Optimize querying for surname
Closed, ResolvedPublic5 Estimated Story Points

Description

The first implementation of the surname matcher (parent) is very slow. Because there are so many surname items on WD, pre-caching all of them turned out to be impossible. That's why right now, we're running a query for every (possible) surname, which is too slow and resource-heavy to work with a large-scale upload.

Event Timeline

@Lokal_Profil โ€“ this is the surname matching problem we talked about earlier today.

Since there are too many surnames on Wikidata for it to be practical (or, in fact, possible) to download them when starting the script (in importer.py), querying is done in the WikidataItem object in this particular way (implemented in parent task).
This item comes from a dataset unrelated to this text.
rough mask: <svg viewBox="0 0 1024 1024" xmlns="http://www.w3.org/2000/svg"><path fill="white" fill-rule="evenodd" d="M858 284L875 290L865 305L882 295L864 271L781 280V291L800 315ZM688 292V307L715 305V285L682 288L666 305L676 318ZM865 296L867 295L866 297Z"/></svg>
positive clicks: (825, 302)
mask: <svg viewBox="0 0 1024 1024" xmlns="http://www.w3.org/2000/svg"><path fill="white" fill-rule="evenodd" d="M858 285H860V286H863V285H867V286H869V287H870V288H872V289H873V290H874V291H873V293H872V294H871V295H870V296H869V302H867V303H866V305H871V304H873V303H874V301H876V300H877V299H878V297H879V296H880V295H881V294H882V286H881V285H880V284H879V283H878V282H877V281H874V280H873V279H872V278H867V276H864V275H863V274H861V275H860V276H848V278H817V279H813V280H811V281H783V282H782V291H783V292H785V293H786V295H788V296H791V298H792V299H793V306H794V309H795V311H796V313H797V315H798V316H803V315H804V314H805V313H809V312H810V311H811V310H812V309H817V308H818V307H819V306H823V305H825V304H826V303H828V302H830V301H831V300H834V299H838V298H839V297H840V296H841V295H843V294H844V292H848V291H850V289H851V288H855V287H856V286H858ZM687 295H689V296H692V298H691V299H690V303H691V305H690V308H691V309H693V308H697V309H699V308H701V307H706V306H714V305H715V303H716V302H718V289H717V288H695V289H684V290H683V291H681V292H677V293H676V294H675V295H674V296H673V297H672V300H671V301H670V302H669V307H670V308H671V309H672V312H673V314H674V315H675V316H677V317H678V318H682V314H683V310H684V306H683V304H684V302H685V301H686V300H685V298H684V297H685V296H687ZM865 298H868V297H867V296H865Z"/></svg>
This is slow; obviously, implementing a cache would be the next step โ€“ saving time on repeating surnames, both successfully matched and unmatched. The problem is that the cache would have to be held in the parent importer.py, but the WikidataItem object is not able to communicate with it.

[[ https://github.com/lokal-profil/wikidata-stuff/blob/9e68dd008ffeb86aca8c55801bc20d41e334f849/wikidataStuff/helpers.py#L207 | wikidataStuff.helpers.match_name() ]] implements this and holds a a local cache (global in helpers.py). It behaves differently when running on ToolForge (SQL on replica table) to when it runs on any other machine (action api via pywikibot), the two return different values as the sql implementation isn't primarily intended for exact matches. You can disable the ToolForge behaviour using the no_wdss flag.
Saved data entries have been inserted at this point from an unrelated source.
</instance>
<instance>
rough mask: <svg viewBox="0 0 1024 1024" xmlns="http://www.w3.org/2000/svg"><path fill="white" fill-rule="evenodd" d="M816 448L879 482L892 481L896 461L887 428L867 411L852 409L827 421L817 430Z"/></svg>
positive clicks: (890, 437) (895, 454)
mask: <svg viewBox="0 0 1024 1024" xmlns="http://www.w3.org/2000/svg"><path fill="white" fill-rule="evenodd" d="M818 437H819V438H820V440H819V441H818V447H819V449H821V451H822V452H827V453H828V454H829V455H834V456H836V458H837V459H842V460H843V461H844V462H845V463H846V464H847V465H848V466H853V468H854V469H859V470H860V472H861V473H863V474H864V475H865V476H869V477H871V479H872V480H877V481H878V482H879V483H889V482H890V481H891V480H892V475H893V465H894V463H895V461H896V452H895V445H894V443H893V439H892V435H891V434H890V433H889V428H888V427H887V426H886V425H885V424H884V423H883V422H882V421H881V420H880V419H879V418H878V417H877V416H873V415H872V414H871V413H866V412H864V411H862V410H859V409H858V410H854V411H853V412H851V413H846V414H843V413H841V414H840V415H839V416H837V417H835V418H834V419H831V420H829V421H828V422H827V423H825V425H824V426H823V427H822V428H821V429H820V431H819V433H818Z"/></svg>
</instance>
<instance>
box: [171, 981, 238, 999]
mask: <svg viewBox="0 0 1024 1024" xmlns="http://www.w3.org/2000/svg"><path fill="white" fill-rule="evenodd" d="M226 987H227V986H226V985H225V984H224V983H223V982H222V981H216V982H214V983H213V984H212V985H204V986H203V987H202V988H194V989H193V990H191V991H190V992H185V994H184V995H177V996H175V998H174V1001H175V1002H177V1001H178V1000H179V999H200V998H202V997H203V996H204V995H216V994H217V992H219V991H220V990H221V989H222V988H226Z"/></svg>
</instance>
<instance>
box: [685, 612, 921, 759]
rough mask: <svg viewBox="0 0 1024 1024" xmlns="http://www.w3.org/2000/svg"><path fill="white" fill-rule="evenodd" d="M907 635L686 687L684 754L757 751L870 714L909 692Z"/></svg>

It might be worth comparing these two with your sparql implementation to see which is quicker. Back in the day (early 2016) sql on the replica table was way quicker, but at that time there was also no sparql implementation.

Cachewise you can either:

  • have a cache object in WikidataItem which you pass as a parameter to the function in importer.py,
  • use a global cache object in importer.py,
  • implement real caching using e.g cachetools where you would cache the actual function call.

Ended up implementing a cache object in WikidataItem that is handled in importer.py. Additionally, it is saved as a local file. This means that when re-running the script, the names that got matched in the previous run don't have to be queried for again, which further makes the execution faster.